Using the splitting principle (see [Hartshorne, Appendix A] one may compute Chern classes as if the vector bundle admitted a filtration by subvectorbundles with line bundles as intermediate quotients. (The point is that taking the projectivization of your linevector bundle splits a line bundle off the pull-back of your original bundle. Repeating this results in a complete filtration as above and then using the projection formula one can recover intersection numbers of Chern classes of the original bundle).
For a filtration as above, the Chern polynomial is just the product of the linear Chern polynomial of the subquotient line bundles. In other words, the splitting principle assigns $r$ "first" Chern classes to a rank $r$ vector bundle and each Chern number can be computed from these taking appropriate combinations of intersection products. In particular, the top Chern class of the original vector bundle is the intersection of all of these $r$ classes.

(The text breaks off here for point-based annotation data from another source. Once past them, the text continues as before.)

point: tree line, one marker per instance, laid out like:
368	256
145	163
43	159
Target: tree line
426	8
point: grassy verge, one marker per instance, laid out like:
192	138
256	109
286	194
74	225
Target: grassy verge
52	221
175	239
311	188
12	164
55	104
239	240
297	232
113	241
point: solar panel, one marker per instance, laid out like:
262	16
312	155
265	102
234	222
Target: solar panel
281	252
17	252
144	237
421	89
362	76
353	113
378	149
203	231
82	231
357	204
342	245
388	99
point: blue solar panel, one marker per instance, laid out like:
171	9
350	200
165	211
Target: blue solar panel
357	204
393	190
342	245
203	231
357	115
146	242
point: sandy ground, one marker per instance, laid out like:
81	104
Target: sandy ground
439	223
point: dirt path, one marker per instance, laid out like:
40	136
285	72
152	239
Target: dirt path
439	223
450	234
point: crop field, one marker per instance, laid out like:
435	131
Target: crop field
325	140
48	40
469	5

The original bundle admitting a nowhere vanishing section corresponds to one of these line bundles and hence the corresponding class being trivial, which implies that their product is also trivial as you mention in the question. Other simple conditions that imply that one of these line bundles is trivial would imply the same. So for example if your bundle admits a subbundle such that the quotient bundle admits a nowhere vanishing section, then you get the same. Of course, this also follows from Tom Goodwillie's comment.
To get a condition that implies the top Chern class to vanish but be significantly different than some subquotient bundle admitting a nowhere vanishing section you only have to think about how can the intersection of $r$ codimension $1$ classes be trivial. One way is if you have too many of them with respect to the dimension, but I am sure this is not what you are looking for. However, it is quite possible that the intersection of these classes is trivial without any of them being trivial.
For a simple example, assume that $\dim X\geq 2$ and let $\mathscr L$ be a line bundle on $X$ such that $\mathscr L$ does not admit a nowhere vanishing section, but $c_1(\mathscr L)^2=0$. Then take for instance $\mathscr F=\mathscr L\oplus\mathscr L$. You can easily cook up other situations or conditions from this (For example $\mathscr F$ doesn't really have to be the direct sum, the line bundles don't have to be the same, etc.).